A pilot trial to assess the effect of a structured communication approach on quality of life in secure mental health settings

ISRCTN ISRCTN34145189
DOI https://doi.org/10.1186/ISRCTN34145189
Secondary identifying numbers 11423
Submission date
22/06/2012
Registration date
22/06/2012
Last edited
03/10/2016
Recruitment status
No longer recruiting
Overall study status
Completed
Condition category
Mental and Behavioural Disorders
Prospectively registered
Protocol
Statistical analysis plan
Results
Individual participant data

Plain English Summary

Background and study aims
The main focus of the study is to examine the effect of the computer-mediated structured communication approach named DIALOG in secure mental health in-patient units, and utilise the principles of Solution Focused Therapy to aid this approach. Although the benefits of the structured communication approach have been shown in community mental health services, no previous work has been done in secure mental health settings. The structured communication approach places service users’ views of their care at the heart of the discussions with clinicians. It is proposed that this focus on people’s individual concerns will lead to an improvement in their care and quality of life. The aim of this study is to evaluate structured monthly discussions between the patient and his/her key worker using the structured communication approach. It is designed to increase the quality of life of service users in secure settings.

Who can participate?
We will be recruiting 60 keyworkers and 96 users of in-patient services at six medium secure mental health units in Southern England and London. Each service user whose key worker is participating in the study will be eligible to participate as long as they have a history of least 3 months of current in-patient treatment in a medium secure mental health unit.

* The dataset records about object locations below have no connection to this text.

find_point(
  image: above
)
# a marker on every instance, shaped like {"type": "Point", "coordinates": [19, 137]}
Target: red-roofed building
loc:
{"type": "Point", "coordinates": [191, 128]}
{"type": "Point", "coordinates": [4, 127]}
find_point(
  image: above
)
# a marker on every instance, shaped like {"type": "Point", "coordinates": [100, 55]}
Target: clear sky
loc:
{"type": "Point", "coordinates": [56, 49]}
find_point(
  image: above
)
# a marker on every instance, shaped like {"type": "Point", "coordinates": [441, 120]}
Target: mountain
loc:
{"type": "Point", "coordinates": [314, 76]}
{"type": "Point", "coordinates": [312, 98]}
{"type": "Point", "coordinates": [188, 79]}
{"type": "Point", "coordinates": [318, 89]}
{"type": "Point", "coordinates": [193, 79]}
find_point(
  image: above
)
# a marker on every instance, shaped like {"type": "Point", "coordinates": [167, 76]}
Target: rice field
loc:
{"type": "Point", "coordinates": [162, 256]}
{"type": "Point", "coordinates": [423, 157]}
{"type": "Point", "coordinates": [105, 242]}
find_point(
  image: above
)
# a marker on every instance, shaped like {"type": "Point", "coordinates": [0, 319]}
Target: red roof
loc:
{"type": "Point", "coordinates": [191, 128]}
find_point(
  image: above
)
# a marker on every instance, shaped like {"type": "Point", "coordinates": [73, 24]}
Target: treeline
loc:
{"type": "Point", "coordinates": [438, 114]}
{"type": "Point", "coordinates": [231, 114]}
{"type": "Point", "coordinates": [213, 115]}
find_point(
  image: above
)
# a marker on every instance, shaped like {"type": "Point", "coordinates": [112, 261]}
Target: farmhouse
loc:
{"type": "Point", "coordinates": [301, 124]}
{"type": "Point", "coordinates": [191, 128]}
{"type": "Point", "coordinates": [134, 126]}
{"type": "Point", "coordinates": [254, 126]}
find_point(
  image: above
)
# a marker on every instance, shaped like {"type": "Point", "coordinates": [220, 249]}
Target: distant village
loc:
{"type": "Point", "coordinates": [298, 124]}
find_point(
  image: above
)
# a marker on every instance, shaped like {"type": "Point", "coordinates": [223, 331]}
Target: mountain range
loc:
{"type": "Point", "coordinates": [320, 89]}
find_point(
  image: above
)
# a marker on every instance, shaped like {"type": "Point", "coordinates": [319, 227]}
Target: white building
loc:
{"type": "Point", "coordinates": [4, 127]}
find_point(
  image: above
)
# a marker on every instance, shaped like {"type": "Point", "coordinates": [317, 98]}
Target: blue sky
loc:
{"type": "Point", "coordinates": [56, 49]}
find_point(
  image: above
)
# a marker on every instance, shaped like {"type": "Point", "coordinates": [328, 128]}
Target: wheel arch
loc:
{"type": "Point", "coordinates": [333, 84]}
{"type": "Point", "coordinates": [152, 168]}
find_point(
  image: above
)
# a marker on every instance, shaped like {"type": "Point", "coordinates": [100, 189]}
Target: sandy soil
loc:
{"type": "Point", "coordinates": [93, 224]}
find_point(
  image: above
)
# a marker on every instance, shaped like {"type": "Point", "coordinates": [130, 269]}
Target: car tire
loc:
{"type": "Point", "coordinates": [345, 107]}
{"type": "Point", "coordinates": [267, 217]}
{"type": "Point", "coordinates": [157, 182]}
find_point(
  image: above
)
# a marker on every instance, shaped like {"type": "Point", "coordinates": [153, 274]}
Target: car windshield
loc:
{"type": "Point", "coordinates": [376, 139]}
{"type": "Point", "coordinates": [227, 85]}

What does the study involve?
The participants will be randomly allocated to either an intervention group or control group. Those participants allocated to the control group will continue to receive their standard care and treatment while those allocated to the intervention group will be asked to attend a one-hour meeting with their key worker as an addition to the standard care. This will be once a month for a period of six months. They will be asked to complete a simple checklist at the start of each meeting which rates their satisfaction in eight areas. They will then be asked whether they would like any further help in each area with all answers recorded and entered onto an iPad. This allows the results to be placed on a screen display which the service user and their key worker can view. They can also view previous ratings. The sessions focus on areas users want to discuss. Solution Focused Therapy is used to complement the structured communication approach. It is a talking therapy which focuses on the future and looks at what will be different when things are better.
Formal assessments will take place at three time points: prior to the intervention, at 6 months and at 12 months. The following data will be collected from the service user participants: quality of life, satisfaction with services, recovery, amount of disturbed behaviour, relationship with staff, and views about the ward atmosphere. We will also collect data from the key workers at the three time points in relation to their levels of work stress.

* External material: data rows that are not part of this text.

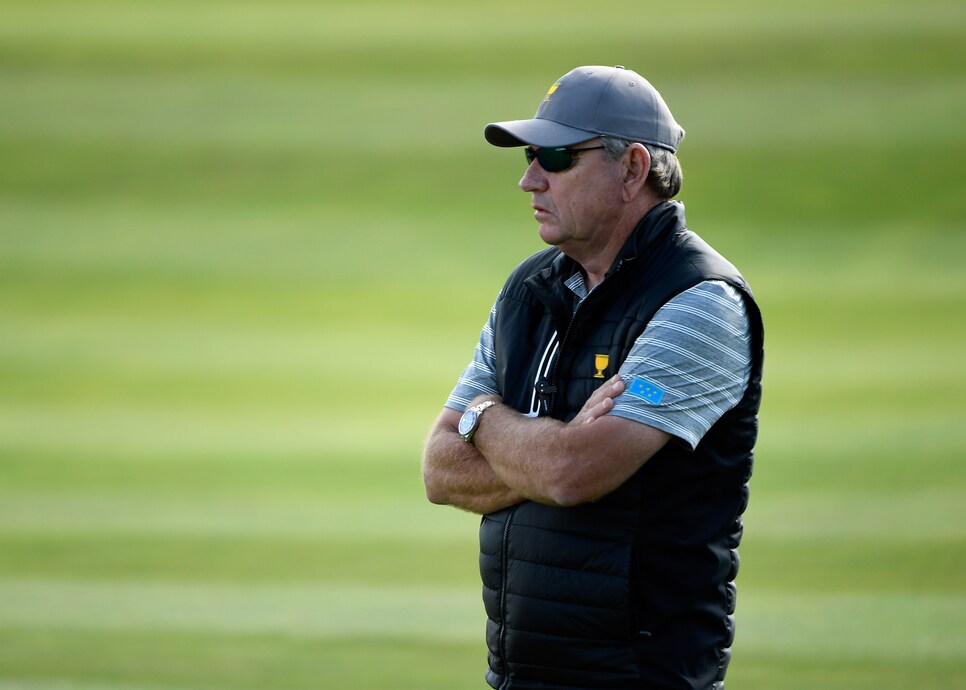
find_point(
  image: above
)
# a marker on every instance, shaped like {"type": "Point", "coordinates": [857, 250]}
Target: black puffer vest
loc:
{"type": "Point", "coordinates": [634, 590]}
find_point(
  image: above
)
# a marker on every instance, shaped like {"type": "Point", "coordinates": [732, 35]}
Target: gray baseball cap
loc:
{"type": "Point", "coordinates": [590, 101]}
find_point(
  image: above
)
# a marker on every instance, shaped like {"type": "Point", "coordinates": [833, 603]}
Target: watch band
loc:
{"type": "Point", "coordinates": [472, 418]}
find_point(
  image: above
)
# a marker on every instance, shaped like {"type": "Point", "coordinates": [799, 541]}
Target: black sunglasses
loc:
{"type": "Point", "coordinates": [554, 159]}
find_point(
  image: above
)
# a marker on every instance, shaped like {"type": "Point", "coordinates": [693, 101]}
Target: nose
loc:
{"type": "Point", "coordinates": [534, 179]}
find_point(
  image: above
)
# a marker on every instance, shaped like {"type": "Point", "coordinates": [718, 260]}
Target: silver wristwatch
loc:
{"type": "Point", "coordinates": [470, 420]}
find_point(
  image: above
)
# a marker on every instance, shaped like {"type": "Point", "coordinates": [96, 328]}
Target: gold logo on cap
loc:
{"type": "Point", "coordinates": [550, 92]}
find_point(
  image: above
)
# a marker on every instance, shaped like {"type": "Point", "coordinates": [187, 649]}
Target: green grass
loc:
{"type": "Point", "coordinates": [216, 217]}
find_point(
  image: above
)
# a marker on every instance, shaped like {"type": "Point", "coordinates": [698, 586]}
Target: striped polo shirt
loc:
{"type": "Point", "coordinates": [691, 364]}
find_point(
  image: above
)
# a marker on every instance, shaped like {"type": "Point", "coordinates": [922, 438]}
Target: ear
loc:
{"type": "Point", "coordinates": [637, 165]}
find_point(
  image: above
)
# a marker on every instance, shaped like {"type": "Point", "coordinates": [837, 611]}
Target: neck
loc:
{"type": "Point", "coordinates": [597, 264]}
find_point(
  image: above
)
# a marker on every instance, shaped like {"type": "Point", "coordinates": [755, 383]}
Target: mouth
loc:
{"type": "Point", "coordinates": [539, 212]}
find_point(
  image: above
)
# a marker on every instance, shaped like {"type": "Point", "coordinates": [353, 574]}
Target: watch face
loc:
{"type": "Point", "coordinates": [467, 421]}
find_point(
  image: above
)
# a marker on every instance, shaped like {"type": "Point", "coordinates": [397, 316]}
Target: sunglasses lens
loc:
{"type": "Point", "coordinates": [551, 160]}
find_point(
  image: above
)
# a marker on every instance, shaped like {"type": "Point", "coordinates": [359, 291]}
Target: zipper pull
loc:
{"type": "Point", "coordinates": [545, 392]}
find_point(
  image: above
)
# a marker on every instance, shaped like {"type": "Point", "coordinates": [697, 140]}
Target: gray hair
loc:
{"type": "Point", "coordinates": [665, 176]}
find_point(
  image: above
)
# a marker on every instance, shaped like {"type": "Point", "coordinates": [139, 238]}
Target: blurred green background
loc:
{"type": "Point", "coordinates": [246, 248]}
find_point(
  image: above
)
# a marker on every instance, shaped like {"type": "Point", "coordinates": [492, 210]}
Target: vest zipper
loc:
{"type": "Point", "coordinates": [506, 568]}
{"type": "Point", "coordinates": [560, 346]}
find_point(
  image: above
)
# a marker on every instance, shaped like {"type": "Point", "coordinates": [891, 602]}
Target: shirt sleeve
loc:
{"type": "Point", "coordinates": [479, 377]}
{"type": "Point", "coordinates": [691, 364]}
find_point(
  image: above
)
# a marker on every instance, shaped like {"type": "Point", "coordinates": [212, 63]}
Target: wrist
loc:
{"type": "Point", "coordinates": [470, 421]}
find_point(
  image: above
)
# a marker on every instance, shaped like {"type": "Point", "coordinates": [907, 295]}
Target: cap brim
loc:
{"type": "Point", "coordinates": [535, 132]}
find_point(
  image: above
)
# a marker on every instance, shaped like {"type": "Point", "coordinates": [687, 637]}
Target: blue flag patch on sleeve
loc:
{"type": "Point", "coordinates": [645, 390]}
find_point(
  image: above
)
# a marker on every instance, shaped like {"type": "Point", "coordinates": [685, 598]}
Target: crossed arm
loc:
{"type": "Point", "coordinates": [515, 458]}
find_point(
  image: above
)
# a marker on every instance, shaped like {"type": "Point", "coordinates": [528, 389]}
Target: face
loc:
{"type": "Point", "coordinates": [577, 207]}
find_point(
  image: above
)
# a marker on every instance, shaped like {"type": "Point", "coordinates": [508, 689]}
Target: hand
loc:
{"type": "Point", "coordinates": [600, 402]}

What are the possible benefits and risks of participating?
It is proposed that the structured communication approach will help develop a more collaborative approach to care and that this will benefit service users, clinicians and services. Service users will be offered access to a new treatment that has been shown to be beneficial in other mental health settings. Key workers will be given training and support in the use of the structured communication approach and solution focused therapy approaches. Previous studies that have used the structured communication approach have not found any adverse effects. Participants will be monitored by their key workers for any indicators of distress.

Where is the study run from?
The study has been developed by Canterbury Christ Church University in collaboration with the host organisation, Kent and Medway NHS and Social Care Partnership Trust.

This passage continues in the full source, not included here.